In deze zaak heeft de Rechtbank Midden-Nederland op 18 januari 2021 uitspraak gedaan in een verzoek om vergoeding van proceskosten door verzoekster, die niet eens was met de uitspraak op bezwaar van de heffingsambtenaar van de gemeente Almere. Verweerder heeft niet gereageerd op het verzoek van verzoekster om proceskostenvergoeding. De rechtbank heeft vastgesteld dat verzoekster op 3 februari 2020 een e-mail heeft gestuurd naar verweerder, waarin zij haar onvrede over de uitspraak op bezwaar kenbaar maakte. Deze e-mail werd door verweerder op 25 maart 2020 doorgestuurd naar de rechtbank, wat werd aangemerkt als een beroepschrift. Echter, verzoekster heeft op 8 april 2020 aangegeven dat zij nooit beroep heeft willen instellen. De rechtbank heeft verzoekster vervolgens gevraagd of zij het beroep wilde intrekken of voortzetten. Uiteindelijk heeft verzoekster besloten het beroep in te trekken en heeft zij om vergoeding van haar proceskosten gevraagd.

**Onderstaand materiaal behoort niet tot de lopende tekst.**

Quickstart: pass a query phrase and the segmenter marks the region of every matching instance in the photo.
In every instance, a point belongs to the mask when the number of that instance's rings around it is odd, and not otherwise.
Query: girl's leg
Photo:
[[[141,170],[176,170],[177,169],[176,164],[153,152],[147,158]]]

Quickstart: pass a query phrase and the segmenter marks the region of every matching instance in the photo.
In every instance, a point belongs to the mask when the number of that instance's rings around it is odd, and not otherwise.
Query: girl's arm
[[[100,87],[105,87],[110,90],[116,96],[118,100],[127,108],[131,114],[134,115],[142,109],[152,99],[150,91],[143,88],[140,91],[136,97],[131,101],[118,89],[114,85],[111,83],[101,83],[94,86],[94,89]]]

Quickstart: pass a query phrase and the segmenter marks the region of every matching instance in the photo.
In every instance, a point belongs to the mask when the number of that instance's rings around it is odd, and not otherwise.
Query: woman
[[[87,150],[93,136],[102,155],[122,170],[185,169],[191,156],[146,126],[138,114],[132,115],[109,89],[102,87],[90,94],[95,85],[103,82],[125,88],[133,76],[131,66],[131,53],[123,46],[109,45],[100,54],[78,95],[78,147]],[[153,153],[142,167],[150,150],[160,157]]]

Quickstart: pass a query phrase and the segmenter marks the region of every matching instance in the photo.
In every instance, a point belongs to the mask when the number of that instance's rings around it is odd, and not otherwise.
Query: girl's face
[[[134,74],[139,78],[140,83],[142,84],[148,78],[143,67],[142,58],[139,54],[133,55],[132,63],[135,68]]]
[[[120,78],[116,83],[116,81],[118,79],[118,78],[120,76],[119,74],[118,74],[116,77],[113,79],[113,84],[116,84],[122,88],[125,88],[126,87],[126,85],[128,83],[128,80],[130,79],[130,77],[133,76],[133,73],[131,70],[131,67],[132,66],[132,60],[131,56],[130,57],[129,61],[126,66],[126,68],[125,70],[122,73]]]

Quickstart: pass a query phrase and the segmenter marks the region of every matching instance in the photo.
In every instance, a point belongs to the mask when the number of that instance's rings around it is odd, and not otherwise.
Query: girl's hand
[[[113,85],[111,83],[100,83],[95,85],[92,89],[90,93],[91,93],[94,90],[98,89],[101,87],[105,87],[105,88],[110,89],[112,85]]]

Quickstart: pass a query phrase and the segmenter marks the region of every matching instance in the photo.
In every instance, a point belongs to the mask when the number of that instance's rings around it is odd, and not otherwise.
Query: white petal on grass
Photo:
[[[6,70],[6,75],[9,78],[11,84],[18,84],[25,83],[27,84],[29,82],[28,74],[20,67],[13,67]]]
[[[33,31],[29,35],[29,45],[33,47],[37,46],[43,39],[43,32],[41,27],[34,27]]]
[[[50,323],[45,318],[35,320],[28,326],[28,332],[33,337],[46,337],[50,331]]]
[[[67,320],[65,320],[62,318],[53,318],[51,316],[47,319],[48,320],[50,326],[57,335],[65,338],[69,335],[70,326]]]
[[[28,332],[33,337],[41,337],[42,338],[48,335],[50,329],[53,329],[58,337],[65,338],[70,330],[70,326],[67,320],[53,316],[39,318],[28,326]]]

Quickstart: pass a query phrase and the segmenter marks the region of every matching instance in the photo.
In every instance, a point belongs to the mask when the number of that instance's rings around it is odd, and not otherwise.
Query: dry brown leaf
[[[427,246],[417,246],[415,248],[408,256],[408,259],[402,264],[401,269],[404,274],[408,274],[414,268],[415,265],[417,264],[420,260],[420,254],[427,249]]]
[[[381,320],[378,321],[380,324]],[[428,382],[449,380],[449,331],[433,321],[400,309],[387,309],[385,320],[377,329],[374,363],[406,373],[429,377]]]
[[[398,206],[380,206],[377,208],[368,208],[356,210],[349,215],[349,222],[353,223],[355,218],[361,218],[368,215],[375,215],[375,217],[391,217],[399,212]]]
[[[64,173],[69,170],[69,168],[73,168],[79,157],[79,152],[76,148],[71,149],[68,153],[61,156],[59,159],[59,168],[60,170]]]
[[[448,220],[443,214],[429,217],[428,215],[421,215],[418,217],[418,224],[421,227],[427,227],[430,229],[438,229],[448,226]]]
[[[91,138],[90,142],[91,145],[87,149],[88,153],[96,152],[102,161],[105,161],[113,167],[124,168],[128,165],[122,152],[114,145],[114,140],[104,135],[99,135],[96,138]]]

De rechtbank heeft in haar overwegingen artikel 8:75 en 8:75a van de Algemene wet bestuursrecht (Awb) in acht genomen, die bepalen dat de rechtbank een partij kan veroordelen in de proceskosten als het bestuursorgaan geheel of gedeeltelijk aan de indiener van het beroepschrift tegemoet is gekomen. In dit geval is verweerder echter niet teruggekomen op de uitspraak op bezwaar en heeft verzoekster zelf besloten de beroepsprocedure niet voort te zetten. Hierdoor is er geen sprake van tegemoetkomen in de zin van artikel 8:75a van de Awb. De rechtbank heeft daarom het verzoek tot vergoeding van de proceskosten afgewezen.
De beslissing is genomen door rechter mr. R.C. Stijnen en griffier K.F.K. Hoogbruin, en is openbaar gemaakt op rechtspraak.nl. Partijen zijn geïnformeerd over de mogelijkheid om een verzetschrift in te dienen als zij het niet eens zijn met de uitspraak.